Almanya Anayasa Mahkemesi’ne göre, “henüz gerçek anlamda bir parlamento değil” ama Der Spiegel, “AB için yapılan planların, önerilerin yüzde 90’ının Avrupa Parlamento’sunun onayını gerektirdiğini”, kararları etkilemek için çalışan 20 bin lobiciyi anımsatarak “sandığınızdan daha da önemlidir” diyor. 1992 Maastricht Anlaşması’ndan bu yana, Amsterdam, Nice, Lizbon anlaşmaları Avrupa Parlamentosu’nun yetkisini neredeyse tüm politika alanlarını kapsayacak biçimde artırdı. Dışişleri Komisyonu Başkanı Elmar Brok, “Avrupa’da artık biz olmadan hiçbir karar alınamaz” diyor (Spiegel, 08/05/2014).

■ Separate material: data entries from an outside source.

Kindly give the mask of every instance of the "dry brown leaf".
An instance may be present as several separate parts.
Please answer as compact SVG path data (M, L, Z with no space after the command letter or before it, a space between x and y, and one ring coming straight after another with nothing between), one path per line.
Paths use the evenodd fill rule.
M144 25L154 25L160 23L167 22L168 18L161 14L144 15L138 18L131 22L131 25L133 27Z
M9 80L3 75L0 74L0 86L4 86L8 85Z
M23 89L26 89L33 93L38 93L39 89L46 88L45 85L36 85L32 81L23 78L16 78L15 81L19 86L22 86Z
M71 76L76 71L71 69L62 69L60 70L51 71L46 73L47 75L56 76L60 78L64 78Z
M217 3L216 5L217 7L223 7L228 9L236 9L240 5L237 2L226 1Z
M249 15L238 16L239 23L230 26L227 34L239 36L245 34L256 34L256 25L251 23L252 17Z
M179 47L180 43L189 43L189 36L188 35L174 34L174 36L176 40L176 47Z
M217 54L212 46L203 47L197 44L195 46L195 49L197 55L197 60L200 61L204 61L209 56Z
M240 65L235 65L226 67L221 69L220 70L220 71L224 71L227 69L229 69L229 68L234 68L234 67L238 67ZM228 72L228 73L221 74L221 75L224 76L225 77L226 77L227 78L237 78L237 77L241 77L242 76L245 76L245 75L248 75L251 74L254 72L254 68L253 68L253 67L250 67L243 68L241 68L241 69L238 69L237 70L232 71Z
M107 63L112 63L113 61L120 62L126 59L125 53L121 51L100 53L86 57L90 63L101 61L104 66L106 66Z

Öyleyse “AB’nin geleceği en azından yönetişim açısından istikrara kavuşmayabaşlamış” diye düşünmek olanaklı. Ancak 22-25 Mayıs arası yapılacak seçimlerde ortaya çıkması beklenen sonuçlar bu iyimserliği zorlayacak gibi görünüyor.
Ekonomik kriz ve Avrupa’nın karanlık yüzü
AB projesini yöneten ve destekleyenlerin, AB’nin geleceğine ilişkin kaygılarını iki başlık altında toplayabiliriz. Bunlardan biri ekonomik: “Borç, deflasyon felaket” senaryoları (M. Ezrati, The National Interest, 09/05) bir yanda, daha önce aktardığım bir araştırmaya (O’Nneil & Terzi, Changing trade patterns, unchanging Europeanand global governance, Bruegel Enstitüsü) göre, AB üyesi ülkelerin dış dünyayla yaptıkları ticaret, kendi aralarında yaptıkları ticarete kıyasla daha hızlı artarak, Birliğin varlığının ekonomik gerekçesini tehdit ediyor olması öbür yanda.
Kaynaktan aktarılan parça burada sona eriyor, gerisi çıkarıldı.